Decision: keep it. Rationale:
- Unlike main's PONG-with-stage-0, the inputs restatement does NOT leak any visible warning to the server log — KEY_MODIFIERS is a legitimate idempotent client→server message.
- The cross-channel-idleness hypothesis from the original session-001 phase 02 work was never empirically disproven, just deferred. With K1 fixed via the main-channel path, the inputs path is now low-cost defense-in-depth (one byte every 10 s when idle).
- The "fix the root cause, drop the band-aid" principle that drove 11A applies less cleanly here because (a) the inputs keepalive is non-spurious from a protocol standpoint (it's a real idempotent message, not a forged PONG to a non- existent PING), and (b) cost is genuinely negligible.
If a future per-channel-timeout investigation shows the inputs keepalive is also redundant, it can be removed at that point under its own ticket. No action in this phase.

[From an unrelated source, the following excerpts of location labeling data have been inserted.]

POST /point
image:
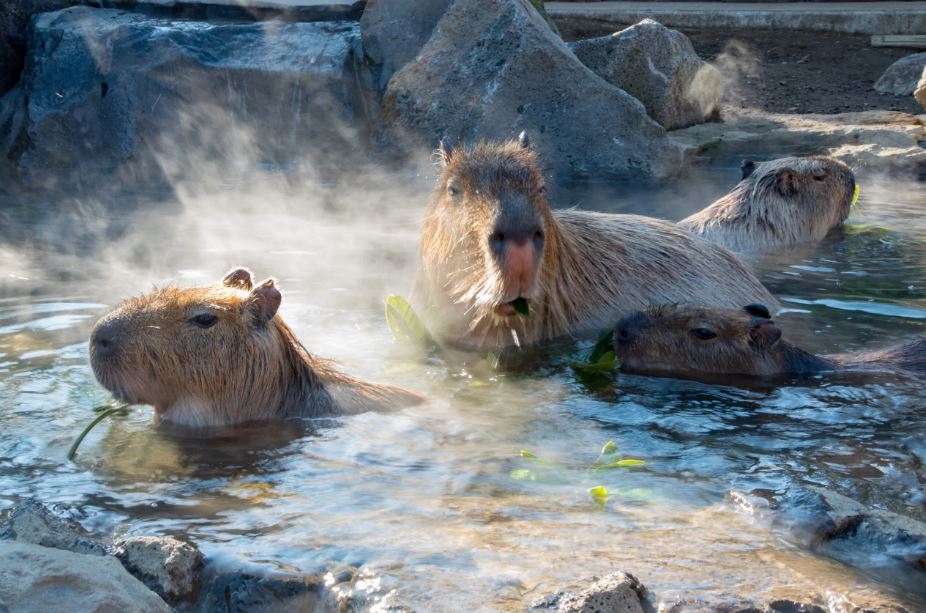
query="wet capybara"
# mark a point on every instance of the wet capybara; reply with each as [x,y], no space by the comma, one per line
[702,342]
[779,203]
[220,355]
[490,238]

11A: stale doc reference fixed¶
11A's sub-agent missed docs/channel-diagnostics-audit.md's
description of main-channel diagnostics, which still listed
client_keepalive_send_count as a current field. Fixed
post-hoc alongside the inputs-keepalive decision write-up
above; the audit doc now points readers at this plan for the
inputs / main split.
Success criteria¶
make build && make test && make lint && pre-commit run --all-filesclean.git grep KEEPALIVE_IDLEandgit grep send_idle_keepalivereturn zero results after 11A.- 11C: ≥10 minutes idle, no main-channel disconnect, no
invalid net test stagewarnings in the qemu log post-11A. - Future sessions' qemu logs do not contain
invalid net test stagewarnings frommain:0.